L'instant d'après elle était dans l'immense chambre parmi ses hommes dont la moitié gisaient déjà à terre et elle se battait à toute allure contre un homme qu'elle n'avait jamais vu mais dont la description ressemblait à l'un des anciens Espada d'Aizen. Ses propres hommes s'écartèrent pour lui laisser le champ libre et elle constata rapidement qu'une partie s'occupait déjà des blessés.

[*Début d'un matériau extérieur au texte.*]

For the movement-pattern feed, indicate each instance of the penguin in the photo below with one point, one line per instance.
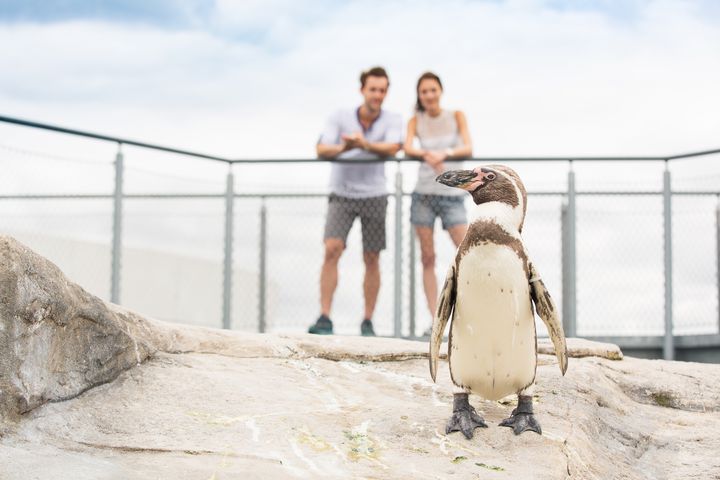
(488, 296)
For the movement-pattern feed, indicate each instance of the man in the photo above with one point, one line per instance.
(357, 190)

Elle échangea rapidement quelques passes encore avec son adversaire puis le repoussa sans ménagement en arrière.
Profitant de l'accalmie, elle prit rapidement position sur un des piliers reversés de la pièce et observa son ennemi. Celui-ci atterrit souplement sur ces jambes au milieu de la pièce et la regarda franchement dans les yeux, sans rien cacher.

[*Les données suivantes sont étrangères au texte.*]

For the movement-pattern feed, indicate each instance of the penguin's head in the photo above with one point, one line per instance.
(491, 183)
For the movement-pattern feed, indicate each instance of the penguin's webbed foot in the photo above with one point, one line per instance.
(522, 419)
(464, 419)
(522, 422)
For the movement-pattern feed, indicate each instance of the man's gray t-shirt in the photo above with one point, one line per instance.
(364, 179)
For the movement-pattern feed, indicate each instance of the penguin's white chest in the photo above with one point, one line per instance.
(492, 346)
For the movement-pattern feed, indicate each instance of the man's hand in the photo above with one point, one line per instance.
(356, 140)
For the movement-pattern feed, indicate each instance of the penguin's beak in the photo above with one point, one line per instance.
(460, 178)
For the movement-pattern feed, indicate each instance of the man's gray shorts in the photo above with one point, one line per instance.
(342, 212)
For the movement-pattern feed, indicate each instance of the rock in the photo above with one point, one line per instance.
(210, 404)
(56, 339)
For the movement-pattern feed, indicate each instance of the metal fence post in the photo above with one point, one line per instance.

- Haaa, c'est bien mieux. Tes petits gars en noir commençaient à me lasser un peu… Capitaine de la 2nde Division et commandant de l'Onmitsukidou, Soi Fon-Taichou, je présume ?
Elle approuva d'un lent hochement de tête et donna d'un geste l'ordre à ses hommes de ne plus intervenir. Si cet homme était bien celui auquel elle pensait, elle seule pouvait l'affronter à armes égales, les autres ne feraient que la gêner.
- Le style de vêtement n'a pas trop changé, sauf la couleur… Grimmjow Jaggerjack, Espada N°6.
- Ex-Espada, je bosse plus pour Aizen.
- Je m'en serais doutée… Et pour qui travailles-tu maintenant ?
- Tu croies que je vais te cracher ce genre d'info comme ça, poupée ?
- Il ne m'en coûte rien d'essayer.
- Juste un peu de salive perdu, en effet.
Les deux adversaires se toisèrent encre une seconde avant de passer tous les deux à l'action. Grimmjow décida d'emblée d'y aller à fond, fondant sur la femme avec fureur. Question gabarit, Soi-Fon lui trouva de nombreuses similitudes avec certains membres de sa division. Il les dépassait de loin en force, en énergie et en puissance mais en vitesse… Les deux ennemis se séparèrent à nouveau, Soi Fon atterrissant cette fois-ci sur le côté, dissimulant son bras droit.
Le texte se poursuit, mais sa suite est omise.